Canvassing opinions/critiques from those working on bitcoin and related 
protocols.

See the attached gist for a write-up of an outline of an idea, which is 
conceived for joinmarket but can apply in other scenarios where there is market 
for liquidity and in which privacy is a very high priority (hence 'bitcoin 
fungibility markets' can certainly include coinswap along with coinjoin, but 
possibly other things):

https://gist.github.com/AdamISZ/b52704905cdd914ec9dac9fc52b621d6

Abstract reproduced below:

Makers need a reasonable guarantee that their offers will not be censored, and 
therefore will be available to any taker requesting the joining service.
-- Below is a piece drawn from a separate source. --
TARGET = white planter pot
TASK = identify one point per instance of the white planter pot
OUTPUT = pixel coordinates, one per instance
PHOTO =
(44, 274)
This is today, in Joinmarket specifically, somewhat achieved through the use of 
redundancy. In particular, 2 or sometimes 3 independent IRC servers are used 
simultaneously, and the makers and takers use digitial signatures to ensure 
that spoofing other users is not possible. This model is limited however; not 
only because IRC servers are not ideal for this purpose (being principally 
designed for human text chat, not bot traffic), but also because at the least, 
we trust that the IRC servers are not colluding together to selectively censor 
individual participants. The risk of censorship of that type is ameliorated by 
the fact that makers connect (almost exclusively) over Tor, to the hidden 
service / onion of the IRC servers. Still, since these bots persist and use the 
same nick over multiple servers, and since their offering amounts, fees etc. 
may sometimes fingerprint them, selective censorship is possible, again, if 
there is collusion.

In this document I present a sketch of an approach to make such selective 
censorship very difficult using cryptographic blinding as well as a 
proof-of-misbehavior approach; the former making selective censorship very 
difficult to achieve, and the latter strongly disincentivising it.

Note that here "selective" is a very important word, but total censorship and 
random censorship should also be ineffective and disincentivised, for fairly 
obvious reasons, although I will outline them.

If the desired effect is achieved, we can reasonably run Joinmarket or a 
similar system on a single bulletin board server, with the caveat that it will 
need to be sufficiently easy to stand up a new instance; this should be true as 
long as the code is open source and the resource requirements are not excessive.

It should also be noted that the design here is of course not specific to 
CoinJoin, but would also work the same way for CoinSwap (so "bitcoin 
fungibility markets") and perhaps other similar bitcoin-native systems whenever 
the concept of a "liquidity maker" (henceforth "maker") applies, so perhaps 
second layer also (this has not been investigated).